Growth hormone and the sex hormones estrogen and testosterone at puberty are essential for building bone mass in both boys and girls. Maintaining a healthy weight and getting enough vitamin D, calcium, protein, and physical activity are also important to bone health. Calcium is the main building block of strong, healthy bones, and vitamin D helps the body absorb calcium. Other minerals, (ie. phosphorus and magnesium) and mirconutrients in amounts that are found in a healthy diet are also important in building healthy bone. Weight-bearing exercise, such as running and jumping, helps build muscle and bone strength. Having well developed muscles is important to build strong bones. The "pull" that the muscles exert on the bones increase signals in the bones themselves that allow them to become stronger over time. 

Boys usually reach a higher peak bone mass than girls. When compared to girls, they are less likely to develop osteoporosis as they age. To build as much bone strength as they can, adolescent girls and boys need to be careful in their approach to diet and exercise. Menstruation can stop in girls who exercise too much or are extremely underweight (as in anorexia). Girls who never start their periods or stop menstruating often have low estrogen levels, which can harm their bone health. Underweight boys or boys with pubertal delay can also have hormone changes that affect accural of bone mass.

If your child has had certain fractures, your child’s bone mass can be evaluated by an X-ray exam called a DXA scan.

Is your child getting enough vitamin D and calcium?

Vitamin D. Most of our vitamin D is produced when our skin is exposed to sunlight. Children get vitamin D from playing outdoors in the sun.  Our bodies' ability to make vitamin D changes based on our location, the season of the year, time time of day and whether we are wearing suncreen. And sunscreens block the sun’s rays that cause our bodies to make vitamin D.

We also get some vitamin D from food, but very few foods naturally contain vitamin D. In the United States, most milk, infant formulas, and some cereals are fortified (meaning vitamin D is added).

Infants need at least 400 IU (international units) of vitamin D each day.

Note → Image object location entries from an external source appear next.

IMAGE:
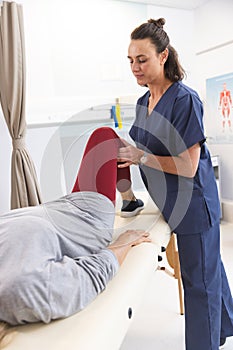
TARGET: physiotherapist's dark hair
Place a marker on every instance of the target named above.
(153, 30)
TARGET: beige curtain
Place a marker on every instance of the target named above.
(24, 185)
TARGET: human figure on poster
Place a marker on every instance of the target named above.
(225, 104)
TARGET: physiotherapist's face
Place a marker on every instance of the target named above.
(146, 64)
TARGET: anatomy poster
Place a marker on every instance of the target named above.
(219, 109)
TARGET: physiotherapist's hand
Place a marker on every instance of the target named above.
(129, 155)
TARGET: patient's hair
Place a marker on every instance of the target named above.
(5, 334)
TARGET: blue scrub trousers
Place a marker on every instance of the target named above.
(207, 296)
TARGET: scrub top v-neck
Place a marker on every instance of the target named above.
(174, 125)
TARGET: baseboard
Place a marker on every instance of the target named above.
(227, 211)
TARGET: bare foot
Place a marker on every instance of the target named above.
(126, 241)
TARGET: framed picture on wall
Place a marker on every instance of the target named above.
(219, 109)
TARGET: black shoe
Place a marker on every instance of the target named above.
(222, 342)
(131, 208)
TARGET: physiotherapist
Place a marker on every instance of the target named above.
(176, 169)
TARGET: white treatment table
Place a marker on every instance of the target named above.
(103, 324)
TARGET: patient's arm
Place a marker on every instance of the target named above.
(126, 241)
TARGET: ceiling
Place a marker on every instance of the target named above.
(179, 4)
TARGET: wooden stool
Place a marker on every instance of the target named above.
(174, 262)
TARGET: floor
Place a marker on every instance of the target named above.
(157, 323)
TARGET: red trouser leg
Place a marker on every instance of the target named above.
(98, 171)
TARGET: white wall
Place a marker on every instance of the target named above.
(214, 52)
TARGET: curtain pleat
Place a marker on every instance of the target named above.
(24, 185)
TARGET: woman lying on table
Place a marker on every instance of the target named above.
(55, 258)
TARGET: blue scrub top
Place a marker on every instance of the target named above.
(176, 123)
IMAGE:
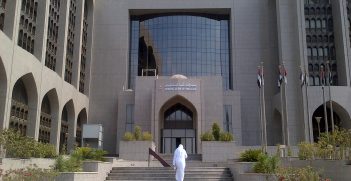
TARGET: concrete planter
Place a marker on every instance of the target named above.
(77, 176)
(217, 151)
(135, 150)
(17, 163)
(92, 171)
(333, 169)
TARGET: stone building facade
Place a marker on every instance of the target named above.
(116, 62)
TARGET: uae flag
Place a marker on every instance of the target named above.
(303, 78)
(260, 81)
(322, 75)
(282, 76)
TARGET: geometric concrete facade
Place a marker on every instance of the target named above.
(29, 66)
(265, 31)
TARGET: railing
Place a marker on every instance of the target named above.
(161, 160)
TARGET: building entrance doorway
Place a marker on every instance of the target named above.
(178, 129)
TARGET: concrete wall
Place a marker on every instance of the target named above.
(332, 169)
(135, 150)
(12, 163)
(252, 30)
(217, 151)
(16, 64)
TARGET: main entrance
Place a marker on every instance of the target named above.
(178, 128)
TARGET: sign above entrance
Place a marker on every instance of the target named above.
(180, 87)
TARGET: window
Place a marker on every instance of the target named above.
(27, 24)
(70, 41)
(171, 44)
(129, 117)
(227, 121)
(320, 47)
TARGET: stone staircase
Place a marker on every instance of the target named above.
(168, 174)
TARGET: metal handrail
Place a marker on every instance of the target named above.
(158, 157)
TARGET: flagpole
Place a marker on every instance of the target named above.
(286, 107)
(310, 126)
(261, 117)
(264, 111)
(282, 105)
(324, 104)
(330, 99)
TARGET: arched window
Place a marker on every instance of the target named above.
(312, 11)
(325, 39)
(310, 67)
(309, 51)
(326, 51)
(308, 38)
(331, 39)
(324, 24)
(307, 23)
(320, 53)
(314, 39)
(178, 117)
(314, 52)
(332, 53)
(330, 24)
(311, 81)
(317, 81)
(307, 11)
(20, 105)
(316, 68)
(319, 24)
(318, 10)
(313, 24)
(20, 38)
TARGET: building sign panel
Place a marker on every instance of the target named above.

Breast-fed babies should get vitamin D supplements since mother’s milk is low in vitamin D. Children and adolescents need at least 600 IU of vitamin D daily.

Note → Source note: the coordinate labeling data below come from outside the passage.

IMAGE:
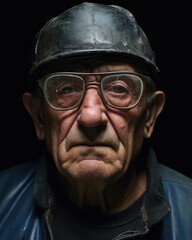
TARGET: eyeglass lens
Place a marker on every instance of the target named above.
(67, 91)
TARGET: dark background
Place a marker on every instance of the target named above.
(167, 25)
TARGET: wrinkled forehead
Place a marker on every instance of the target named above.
(101, 64)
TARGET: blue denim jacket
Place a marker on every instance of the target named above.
(19, 219)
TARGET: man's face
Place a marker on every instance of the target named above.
(94, 142)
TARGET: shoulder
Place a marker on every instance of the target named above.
(172, 177)
(17, 175)
(16, 202)
(178, 192)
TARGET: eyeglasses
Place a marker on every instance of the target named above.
(119, 90)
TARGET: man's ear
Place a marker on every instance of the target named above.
(154, 109)
(32, 104)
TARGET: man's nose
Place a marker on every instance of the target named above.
(92, 111)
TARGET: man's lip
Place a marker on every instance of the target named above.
(92, 144)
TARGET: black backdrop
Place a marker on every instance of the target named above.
(166, 23)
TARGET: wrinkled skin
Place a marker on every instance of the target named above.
(92, 146)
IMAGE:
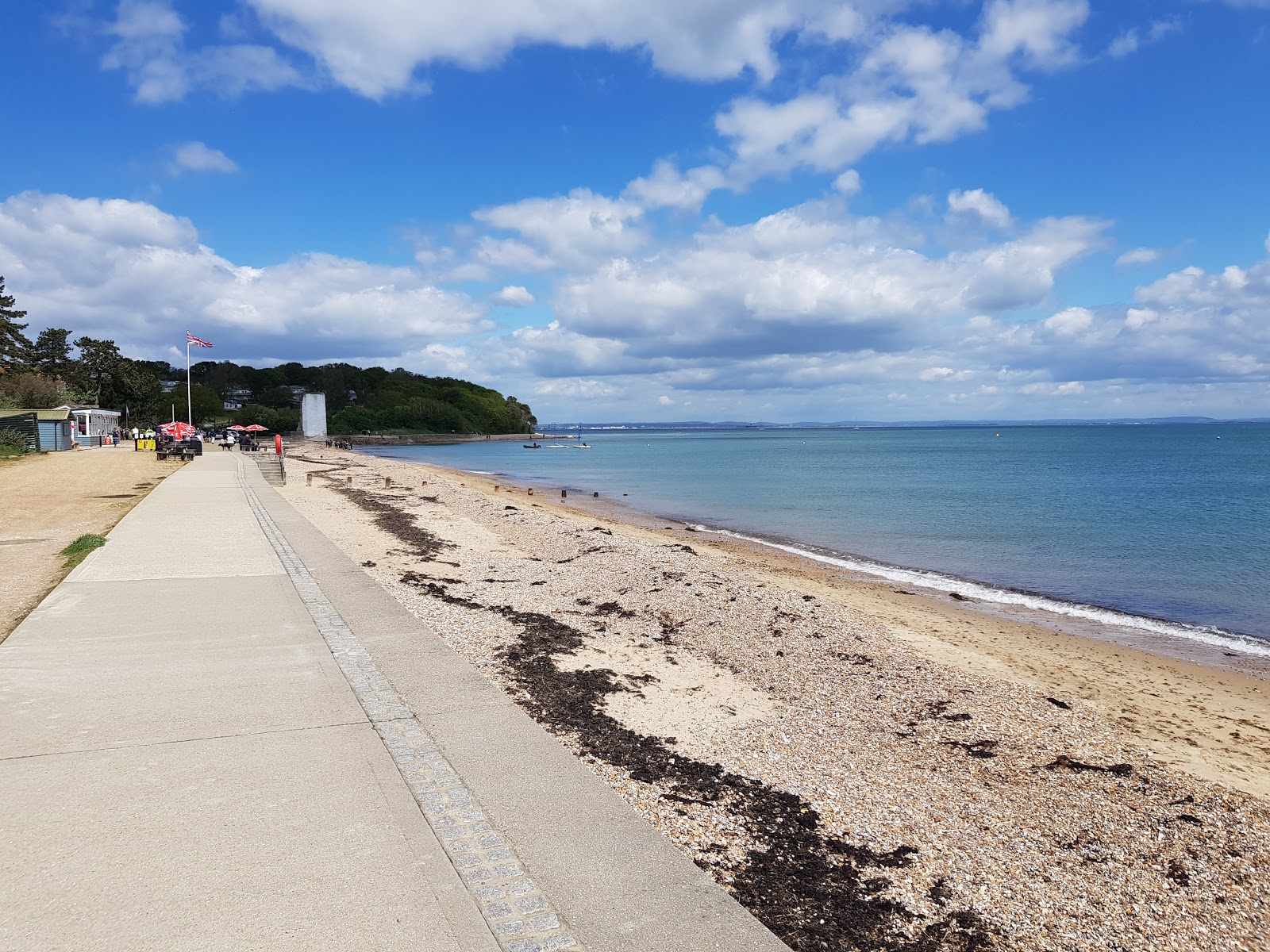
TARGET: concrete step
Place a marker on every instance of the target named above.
(271, 467)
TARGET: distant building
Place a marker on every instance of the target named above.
(92, 423)
(313, 416)
(44, 429)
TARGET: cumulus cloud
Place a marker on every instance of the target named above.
(569, 232)
(149, 46)
(1132, 40)
(802, 281)
(670, 188)
(1071, 321)
(982, 205)
(133, 272)
(848, 183)
(1140, 255)
(375, 48)
(514, 296)
(198, 156)
(912, 84)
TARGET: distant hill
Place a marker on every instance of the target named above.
(364, 400)
(852, 424)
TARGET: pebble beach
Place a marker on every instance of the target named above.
(861, 768)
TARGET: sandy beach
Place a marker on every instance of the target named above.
(50, 499)
(861, 766)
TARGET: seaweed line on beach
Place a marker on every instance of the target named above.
(812, 889)
(387, 517)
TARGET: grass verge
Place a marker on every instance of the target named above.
(80, 547)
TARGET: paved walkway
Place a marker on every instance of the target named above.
(220, 734)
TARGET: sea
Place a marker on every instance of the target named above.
(1162, 530)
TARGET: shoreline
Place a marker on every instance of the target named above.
(1165, 638)
(798, 733)
(1026, 645)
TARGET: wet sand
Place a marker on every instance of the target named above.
(863, 767)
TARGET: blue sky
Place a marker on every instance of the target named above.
(683, 209)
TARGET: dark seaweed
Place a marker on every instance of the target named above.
(393, 520)
(812, 889)
(1064, 761)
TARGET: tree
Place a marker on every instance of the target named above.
(205, 405)
(51, 353)
(14, 346)
(32, 390)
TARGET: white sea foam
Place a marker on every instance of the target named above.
(1206, 635)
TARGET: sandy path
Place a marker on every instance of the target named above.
(48, 501)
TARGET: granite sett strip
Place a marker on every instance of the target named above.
(482, 856)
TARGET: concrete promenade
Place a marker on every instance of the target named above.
(220, 734)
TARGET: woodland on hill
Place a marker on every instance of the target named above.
(52, 370)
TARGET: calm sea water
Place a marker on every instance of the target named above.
(1160, 522)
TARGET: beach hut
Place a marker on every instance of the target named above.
(92, 423)
(52, 428)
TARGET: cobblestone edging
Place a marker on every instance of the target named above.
(518, 914)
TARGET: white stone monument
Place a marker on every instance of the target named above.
(313, 416)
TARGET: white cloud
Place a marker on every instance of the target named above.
(982, 205)
(800, 282)
(1140, 255)
(848, 183)
(912, 83)
(131, 272)
(197, 156)
(1071, 321)
(1136, 317)
(375, 48)
(1132, 40)
(569, 232)
(514, 296)
(670, 188)
(150, 48)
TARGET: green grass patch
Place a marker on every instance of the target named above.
(80, 547)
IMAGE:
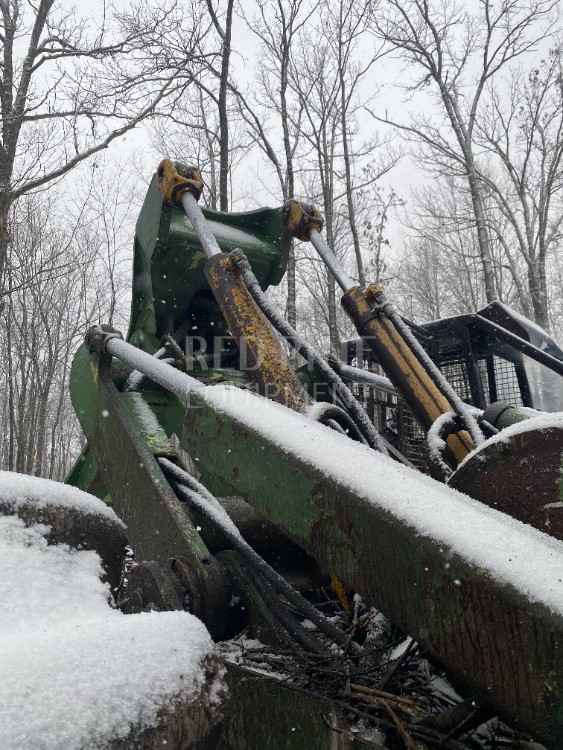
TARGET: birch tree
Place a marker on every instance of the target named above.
(521, 129)
(70, 86)
(456, 50)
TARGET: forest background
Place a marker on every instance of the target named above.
(428, 132)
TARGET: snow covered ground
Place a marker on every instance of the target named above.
(76, 673)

Children and adolescents with dark skin, limited sun exposure, obesity, or certain chronic diseases are more likely to be deficient in vitamin D. These children may need more than 600 IU to reach a healthy vitamin D level. A simple blood test can check for vitamin D deficiency. This test is recommended only for children who have risk factors for poor bone health.

Calcium. The recommended daily calcium intake for children and adolescents varies by age:

0–6 months 7–12 months 1–3 years 4–8 years 9–18 years
210 milligrams (mg) 270 mg 500 mg 800 mg 1,300 mg

What can you do to help keep your child’s bones strong?

You can set an example for your child by modeling good bone health habits. Keep calcium-rich foods on hand and encourage physical activity. Talk about your child’s bone health whenever you consult your pediatrician.

Questions to ask your doctor

  • How much calcium and vitamin D does my child need?
  • How can I tell if my child is getting enough?
  • Does my child need a blood test for vitamin D deficiency?
  • Should my child take a calcium or vitamin D supplement? How much?
  • If my child has a hormone disorder that’s affecting her bones, should I see an endocrinologist for her care?
  • What else can I do to help my child build strong bones?